Count Number of Teams

Count Number of Teams

What is this problem about?

In the "Count Number of Teams" problem, you are given an array of unique integers representing the skill levels of soldiers. You need to form teams of 3 soldiers $(rating[i], rating[j], rating[k])$ such that their ratings are either strictly increasing or strictly decreasing ($i < j < k$). The task is to return the total number of such teams.

Why is this asked in interviews?

Companies like Uber, Goldman Sachs, and Amazon ask this to evaluate a candidate's ability to optimize a combinatorial search. While an $O(n^3)$ brute force is easy to write, it's not efficient enough. The problem tests whether you can use a "middle-out" approach or advanced data structures like Binary Indexed Trees (BIT) to achieve $O(n \log n)$ or $O(n^2)$ time complexity.

Algorithmic pattern used

The most intuitive efficient pattern is the "Fix the Middle" approach.

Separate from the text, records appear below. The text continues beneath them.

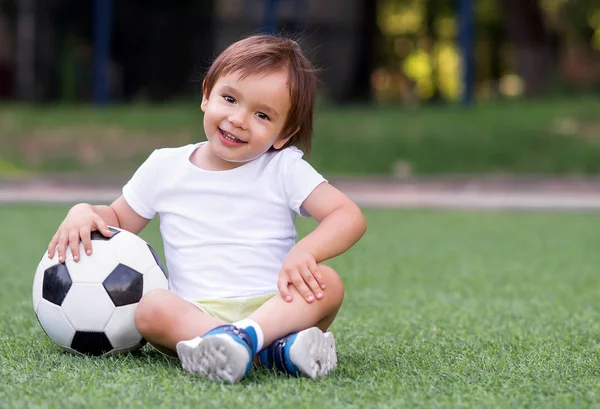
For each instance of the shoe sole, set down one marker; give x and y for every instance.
(218, 358)
(313, 352)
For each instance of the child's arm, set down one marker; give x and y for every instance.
(341, 224)
(85, 218)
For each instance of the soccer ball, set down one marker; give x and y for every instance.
(88, 307)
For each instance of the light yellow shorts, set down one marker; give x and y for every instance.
(227, 309)
(232, 309)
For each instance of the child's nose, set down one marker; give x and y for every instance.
(238, 119)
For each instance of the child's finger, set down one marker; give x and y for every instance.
(102, 226)
(62, 244)
(282, 285)
(52, 245)
(86, 239)
(309, 279)
(74, 244)
(314, 269)
(302, 288)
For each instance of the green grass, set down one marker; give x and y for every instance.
(442, 310)
(552, 136)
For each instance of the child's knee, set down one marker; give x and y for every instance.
(334, 286)
(149, 310)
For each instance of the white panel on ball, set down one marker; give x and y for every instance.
(55, 323)
(94, 268)
(88, 307)
(155, 278)
(38, 279)
(120, 330)
(132, 251)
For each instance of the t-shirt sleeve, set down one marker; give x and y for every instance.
(300, 179)
(140, 190)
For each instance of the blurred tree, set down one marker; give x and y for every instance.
(359, 88)
(535, 46)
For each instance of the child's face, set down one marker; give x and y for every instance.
(243, 118)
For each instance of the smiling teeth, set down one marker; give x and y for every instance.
(230, 137)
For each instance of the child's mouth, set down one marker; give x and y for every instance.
(229, 139)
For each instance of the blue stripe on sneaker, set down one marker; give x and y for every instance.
(253, 338)
(264, 357)
(290, 366)
(240, 336)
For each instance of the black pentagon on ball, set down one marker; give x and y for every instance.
(157, 259)
(56, 285)
(124, 285)
(91, 343)
(96, 235)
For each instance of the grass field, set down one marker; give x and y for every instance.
(443, 309)
(524, 137)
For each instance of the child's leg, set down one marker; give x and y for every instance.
(296, 341)
(164, 319)
(277, 317)
(226, 352)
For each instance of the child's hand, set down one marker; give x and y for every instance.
(79, 223)
(300, 269)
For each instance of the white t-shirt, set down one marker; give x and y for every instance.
(225, 233)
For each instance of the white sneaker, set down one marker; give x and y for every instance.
(310, 353)
(220, 355)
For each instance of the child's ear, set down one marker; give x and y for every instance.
(279, 143)
(204, 98)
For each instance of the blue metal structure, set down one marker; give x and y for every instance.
(466, 39)
(102, 37)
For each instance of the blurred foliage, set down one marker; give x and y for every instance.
(420, 57)
(551, 136)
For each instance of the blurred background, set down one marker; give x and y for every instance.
(408, 87)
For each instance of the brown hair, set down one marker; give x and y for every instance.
(270, 53)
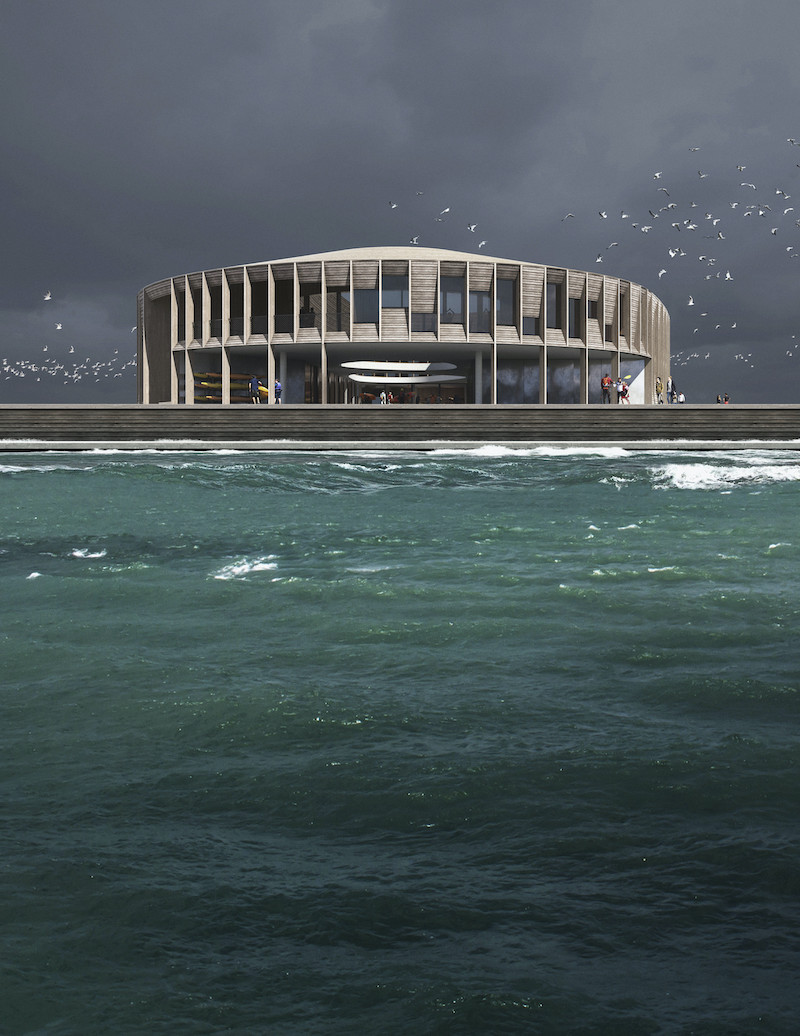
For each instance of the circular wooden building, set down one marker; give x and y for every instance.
(412, 324)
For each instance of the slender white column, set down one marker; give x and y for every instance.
(270, 374)
(225, 376)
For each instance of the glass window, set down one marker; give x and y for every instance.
(365, 306)
(507, 303)
(576, 318)
(395, 291)
(338, 310)
(553, 305)
(452, 299)
(480, 311)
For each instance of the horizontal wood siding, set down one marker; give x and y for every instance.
(533, 290)
(337, 275)
(481, 275)
(365, 274)
(394, 324)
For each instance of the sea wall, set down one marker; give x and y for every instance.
(164, 426)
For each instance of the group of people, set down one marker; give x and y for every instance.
(673, 396)
(608, 385)
(255, 391)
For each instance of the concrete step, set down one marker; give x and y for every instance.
(136, 423)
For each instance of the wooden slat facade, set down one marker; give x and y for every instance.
(295, 315)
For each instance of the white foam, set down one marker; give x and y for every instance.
(244, 568)
(724, 476)
(493, 450)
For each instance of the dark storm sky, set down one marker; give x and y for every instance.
(148, 139)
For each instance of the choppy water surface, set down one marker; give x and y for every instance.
(486, 742)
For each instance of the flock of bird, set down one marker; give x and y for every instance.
(65, 370)
(686, 230)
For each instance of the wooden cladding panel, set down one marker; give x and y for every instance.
(365, 274)
(481, 275)
(394, 323)
(338, 275)
(452, 333)
(533, 290)
(576, 283)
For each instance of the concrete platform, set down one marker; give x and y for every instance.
(316, 427)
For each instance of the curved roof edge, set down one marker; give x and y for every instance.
(399, 252)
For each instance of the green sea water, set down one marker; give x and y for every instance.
(470, 742)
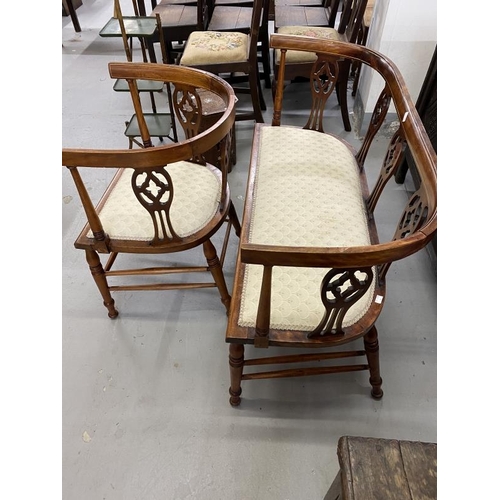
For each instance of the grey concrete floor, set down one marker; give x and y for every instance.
(145, 411)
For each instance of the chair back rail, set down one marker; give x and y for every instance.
(154, 157)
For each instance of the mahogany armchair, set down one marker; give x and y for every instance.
(311, 271)
(164, 199)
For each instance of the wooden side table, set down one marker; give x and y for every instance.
(384, 469)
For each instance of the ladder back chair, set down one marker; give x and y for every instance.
(228, 52)
(289, 13)
(162, 200)
(311, 271)
(300, 64)
(234, 15)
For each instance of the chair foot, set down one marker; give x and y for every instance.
(235, 399)
(112, 312)
(377, 392)
(99, 276)
(372, 356)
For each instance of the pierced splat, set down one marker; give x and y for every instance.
(324, 77)
(340, 289)
(155, 191)
(414, 216)
(378, 116)
(391, 162)
(188, 109)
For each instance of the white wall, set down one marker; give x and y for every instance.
(406, 32)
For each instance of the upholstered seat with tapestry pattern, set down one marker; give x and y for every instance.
(206, 47)
(231, 52)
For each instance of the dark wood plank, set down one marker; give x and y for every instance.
(387, 469)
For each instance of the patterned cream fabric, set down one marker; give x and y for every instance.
(196, 200)
(307, 193)
(209, 47)
(297, 56)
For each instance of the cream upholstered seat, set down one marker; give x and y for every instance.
(333, 214)
(195, 202)
(162, 199)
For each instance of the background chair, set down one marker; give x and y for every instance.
(300, 64)
(160, 125)
(236, 15)
(230, 52)
(361, 40)
(162, 200)
(180, 20)
(324, 14)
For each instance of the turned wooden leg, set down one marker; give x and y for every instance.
(236, 361)
(233, 217)
(100, 279)
(216, 270)
(372, 348)
(258, 102)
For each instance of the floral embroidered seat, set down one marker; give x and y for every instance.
(164, 199)
(311, 270)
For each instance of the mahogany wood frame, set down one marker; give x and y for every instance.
(150, 160)
(414, 229)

For each soldier $j$ in the middle:

1. Count soldiers $i < j$ with $rating[i] < rating[j]$ (left_smaller) and $rating[i] > rating[j]$ (left_larger).
2. Count soldiers $k > j$ with $rating[k] < rating[j]$ (right_smaller) and $rating[k] > rating[j]$ (right_larger).
3. The number of increasing teams with $j$ in the middle is left_smaller * right_larger.
4. The number of decreasing teams with $j$ in the middle is left_larger * right_smaller. Summing these for all $j$ gives the result.

Example explanation

Ratings: [2, 5, 3, 4, 1]

• Fix middle at 3 (index 2):
  • Left: [2, 5]. 2 < 3 (smaller=1), 5 > 3 (larger=1).
  • Right: [4, 1]. 4 > 3 (larger=1), 1 < 3 (smaller=1).
  • Teams: Increasing (1 * 1 = 1: [2, 3, 4]), Decreasing (1 * 1 = 1: [5, 3, 1]).
• Fix middle at 4 (index 3):
  • Left: [2, 5, 3]. 2 < 4, 3 < 4 (smaller=2), 5 > 4 (larger=1).
  • Right: [1]. 1 < 4 (smaller=1), larger=0.
  • Teams: Increasing (2 * 0 = 0), Decreasing (1 * 1 = 1: [5, 4, 1]). Total teams: 2 + 1 + ... (continue for all indices).

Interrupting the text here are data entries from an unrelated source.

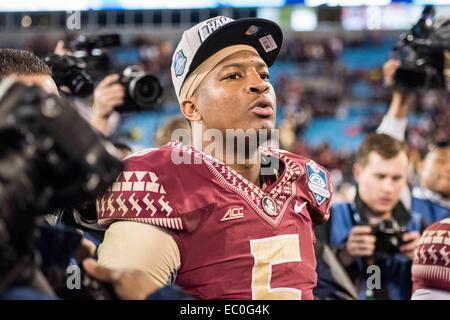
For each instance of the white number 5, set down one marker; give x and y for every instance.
(268, 252)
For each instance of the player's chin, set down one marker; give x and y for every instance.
(260, 122)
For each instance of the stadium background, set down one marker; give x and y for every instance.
(328, 77)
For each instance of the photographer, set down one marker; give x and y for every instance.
(376, 229)
(27, 68)
(431, 198)
(77, 68)
(44, 166)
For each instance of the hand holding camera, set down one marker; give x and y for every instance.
(410, 240)
(108, 95)
(360, 243)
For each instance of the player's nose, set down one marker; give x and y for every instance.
(256, 85)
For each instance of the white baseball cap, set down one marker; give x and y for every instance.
(211, 36)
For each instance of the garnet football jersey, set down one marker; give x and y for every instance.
(236, 241)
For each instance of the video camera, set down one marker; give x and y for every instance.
(70, 71)
(90, 58)
(424, 55)
(50, 157)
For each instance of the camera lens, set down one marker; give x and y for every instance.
(79, 84)
(145, 90)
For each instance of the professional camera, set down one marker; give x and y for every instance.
(142, 90)
(389, 237)
(70, 71)
(50, 158)
(424, 55)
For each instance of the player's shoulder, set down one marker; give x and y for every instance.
(155, 189)
(304, 162)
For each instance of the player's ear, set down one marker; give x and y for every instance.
(357, 171)
(189, 110)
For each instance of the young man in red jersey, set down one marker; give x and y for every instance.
(234, 221)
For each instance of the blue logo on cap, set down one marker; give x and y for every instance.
(179, 63)
(317, 182)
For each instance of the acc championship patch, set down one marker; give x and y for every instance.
(179, 63)
(317, 182)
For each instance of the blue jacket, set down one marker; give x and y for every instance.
(395, 270)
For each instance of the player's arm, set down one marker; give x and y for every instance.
(134, 245)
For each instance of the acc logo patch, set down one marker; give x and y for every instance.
(179, 63)
(317, 182)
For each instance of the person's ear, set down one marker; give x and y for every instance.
(357, 171)
(420, 166)
(189, 110)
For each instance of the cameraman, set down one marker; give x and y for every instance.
(380, 172)
(27, 68)
(431, 199)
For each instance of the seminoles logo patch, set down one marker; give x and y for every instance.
(317, 182)
(179, 63)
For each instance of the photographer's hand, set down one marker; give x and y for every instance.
(360, 243)
(129, 284)
(401, 100)
(410, 239)
(107, 96)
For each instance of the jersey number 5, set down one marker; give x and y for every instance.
(268, 252)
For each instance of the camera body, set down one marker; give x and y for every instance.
(423, 52)
(70, 71)
(50, 158)
(389, 235)
(142, 90)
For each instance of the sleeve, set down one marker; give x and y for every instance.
(316, 187)
(155, 191)
(393, 127)
(134, 245)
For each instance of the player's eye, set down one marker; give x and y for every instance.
(233, 76)
(265, 76)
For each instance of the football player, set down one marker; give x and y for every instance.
(218, 227)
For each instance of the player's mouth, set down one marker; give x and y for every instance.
(262, 107)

Common mistakes candidates make

The most common mistake is implementation of the triple loop, which is $O(n^3)$. Another mistake is not correctly accounting for the "strictly" increasing/decreasing requirement (though ratings are unique here). Some candidates also struggle with integrating BIT or Segment trees, which are needed if $n$ is very large and $O(n^2)$ is still too slow.

Interview preparation tip

Whenever a problem involves triplets $(i, j, k)$ with a relationship centered on $j$, try "fixing the middle element." It often reduces the complexity by one factor of $n$ because the conditions on $i$ and $k$ become independent once $j$ is fixed.